Digo com frequência que sou um primata (e o faço com convicção), mas já ouvi de uma amiga católica fervorosa algo como: só se você for, pois eu não sou coisa nenhuma. Pela definição biológica, eu tenho razão: ela é primata tanto quanto eu. Mas não se sente assim. É seu direito, pois o verbo ser tem essa ambiguidade: sou o que sou, mas também sou o que sinto ser. Em alguns casos, a definição dá tão pouca margem a metáforas que não há contradição possível. É o caso quando digo que sou terráqueo e que sou vertebrado. Quando a definição inexiste, reina a metáfora. E o ser, como tantas palavras, sofre de metaforite.

Aplicar a si frases como sou bom, sou honesto ou sou inteligente revela falta de modéstia ou prepotência. Os outros que devem dizer, não eu. Mas os outros têm rótulos demais. Por exemplo, o que significava ser subversivo na época da Ditadura militar? Era quem se opunha à situação política de então. O que significa ser reacionário nos dias de hoje? A mesma coisa.  Uma mesma pessoa, que sempre questionasse o governo, independentemente das suas qualidades, poderia ser definida hoje como subversiva reacionária? Sim, mas há de se convir que é um rótulo estranho. Quem mudou nesse caso? Ela ou a sociedade?

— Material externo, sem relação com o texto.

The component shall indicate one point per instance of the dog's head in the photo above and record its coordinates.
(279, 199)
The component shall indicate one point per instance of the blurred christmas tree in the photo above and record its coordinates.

Sempre achei deliciosa a fala das personagens de Nélson Rodrigues. Vez ou outra, a personagem faz um discurso em que apresenta à plateia suas fortes convicções e conclui com a frase "Eu sou assim". Como se firmasse um contrato com os ouvintes, essa frase evidencia invariavelmente a sandice da personagem e sua total inconsciência de si mesma. Só alguém muito certo de seus valores (e, portanto, tão inconsciente quanto a personagem) não se identificaria nesse momento.
 
Alguém poderá tentar refutar-me: peraí, eu sei que não sou muitas coisas. Mas o não-ser não é definitório, já sabia Aristóteles. Pois bem. Digamos que eu diga, pense ou me convença de que eu não sou cruel. Parece ponto pacífico: não faço mal a ninguém, não maltrato nem uma mosca. Portanto, faço jus ao título de não-cruel. Certeza passageira. Virá certamente alguém e me interrogará: você come carne? Se disser sim, uma longa cadeia de raciocínios e fatos me mostrará que pactuo com a matança de animais para satisfazer a minha necessidade carnívora. Muitas vacas são abatidas cruelmente. Se não sou cruel, pactuo com a crueldade e isso não me isenta. Indiretamente seria uma prova de que sou sim cruel.
 
Entramos num campo ainda mais sutil:  alguém é algo não só por uma definição ou por um julgamento, mas por estar numa cadeia de acontecimentos, concordando ou não com eles. Por mim, todas as vacas viveriam, porque hoje sou incapaz de matar um animal. Capturado pela contradição de estarmos nessa rede, somos muitas coisas que não sabemos. Somos mais responsáveis do que pensamos por tudo que criticamos. A culpa não é só deles, mas principalmente nossa. Muitas guerras aniquilaram muitas vidas por causa desse raciocínio: não importa se você é a favor ou não das atitudes de um dirigente doido: sofrerá apenas por estar na cadeia dos acontecimentos, pois está ligado indiretamente a eles. Situação e oposição não andam de mãos dadas, com certeza, mas, entre elas está uma terceira amiga, a injustiça. Se prevalece momentaneamente a opinião de qualquer uma das duas, é a injustiça que sempre se fará ouvir.
 
As línguas são deficientes. Suas regras são contraditórias e seu vocabulário é ambíguo. Servem para expressar pensamentos, que, por sua vez, são invariavelmente confusos. Pobre bicho humano, pretensioso ao máximo. Mesmo assim, arrogamo-nos em uníssono: eu tenho sempre razão e você é isso ou aquilo.